Exkursion nach Sfakaki: Widerstand der ELAS Anogia
Einen vorläufigen Abschluss fanden die Exkursionen mit einer Fahrt nach Sfakaki, wenige Kilometer nördlich von Anogia. Dieser Ort ging in die Geschichte des Widerstands ein, weil es Lefteris Aerakis (auch: Ntarolefteris) in der „Schlacht von Sfakaki“ gelang, mit sieben anderen Kämpfern der Griechischen Volksbefreiungsarmee (ELAS) 98 Frauen und Kinder zu befreien, die von den Nazis als Geiseln genommen worden waren. Als Aerakis im Alter von 93 Jahren starb, wurde er in Anogia unter großer Anteilnahme beerdigt.
Telemachos Stavrakakis, der die Delegation als Zeitzeuge ständig begleitete, war 1944 15 Jahre alt, als er als jugendlicher Widerstandskämpfer Kurierdienste für die ELAS übernahm.

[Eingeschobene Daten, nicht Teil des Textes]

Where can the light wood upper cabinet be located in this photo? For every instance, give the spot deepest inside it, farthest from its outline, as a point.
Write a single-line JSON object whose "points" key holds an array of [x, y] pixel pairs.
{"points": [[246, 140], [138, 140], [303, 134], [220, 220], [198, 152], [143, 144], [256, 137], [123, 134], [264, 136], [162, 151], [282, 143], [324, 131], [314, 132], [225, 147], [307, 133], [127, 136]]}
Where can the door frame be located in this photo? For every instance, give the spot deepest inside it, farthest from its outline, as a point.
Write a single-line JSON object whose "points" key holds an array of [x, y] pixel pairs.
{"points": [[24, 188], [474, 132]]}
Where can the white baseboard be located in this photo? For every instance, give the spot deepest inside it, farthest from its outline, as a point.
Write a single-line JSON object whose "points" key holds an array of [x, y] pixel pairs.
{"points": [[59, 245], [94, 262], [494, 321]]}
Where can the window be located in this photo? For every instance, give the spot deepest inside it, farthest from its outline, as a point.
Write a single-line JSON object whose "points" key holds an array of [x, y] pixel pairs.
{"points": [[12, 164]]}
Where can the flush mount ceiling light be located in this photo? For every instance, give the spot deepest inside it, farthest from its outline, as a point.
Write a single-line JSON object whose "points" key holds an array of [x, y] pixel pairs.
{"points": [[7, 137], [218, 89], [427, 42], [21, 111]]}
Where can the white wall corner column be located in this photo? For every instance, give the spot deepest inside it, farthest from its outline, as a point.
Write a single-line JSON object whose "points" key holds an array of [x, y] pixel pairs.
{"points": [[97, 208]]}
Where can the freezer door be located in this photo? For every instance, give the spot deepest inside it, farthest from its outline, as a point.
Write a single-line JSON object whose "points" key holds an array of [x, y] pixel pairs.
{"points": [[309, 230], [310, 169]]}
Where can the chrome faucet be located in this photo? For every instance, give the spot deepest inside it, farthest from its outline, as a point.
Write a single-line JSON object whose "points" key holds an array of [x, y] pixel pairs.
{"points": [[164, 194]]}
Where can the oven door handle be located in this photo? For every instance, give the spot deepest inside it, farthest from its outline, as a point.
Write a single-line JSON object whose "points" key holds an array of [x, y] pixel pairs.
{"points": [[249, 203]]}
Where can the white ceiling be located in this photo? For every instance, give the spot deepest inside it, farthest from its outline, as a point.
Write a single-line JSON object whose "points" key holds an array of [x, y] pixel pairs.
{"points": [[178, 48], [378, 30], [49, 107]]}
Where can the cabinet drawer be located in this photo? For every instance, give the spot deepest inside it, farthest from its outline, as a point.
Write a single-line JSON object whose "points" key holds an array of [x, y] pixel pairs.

Auffallend war für die Delegierten von DKP und SDAJ die große Anteilnahme der Bevölkerung an den Veranstaltungen. Der Rathausplatz war brechend voll. Unter den Gästen: Manolis Kalergis, Anogias neuer Bürgermeister, Antonis Roulios von der KKE-Ratsfraktion, der Priester des Dorfes und Georgios Skoulas, der das Museum seines Vaters mit Plastiken und Bildern aus dem Widerstand betreut.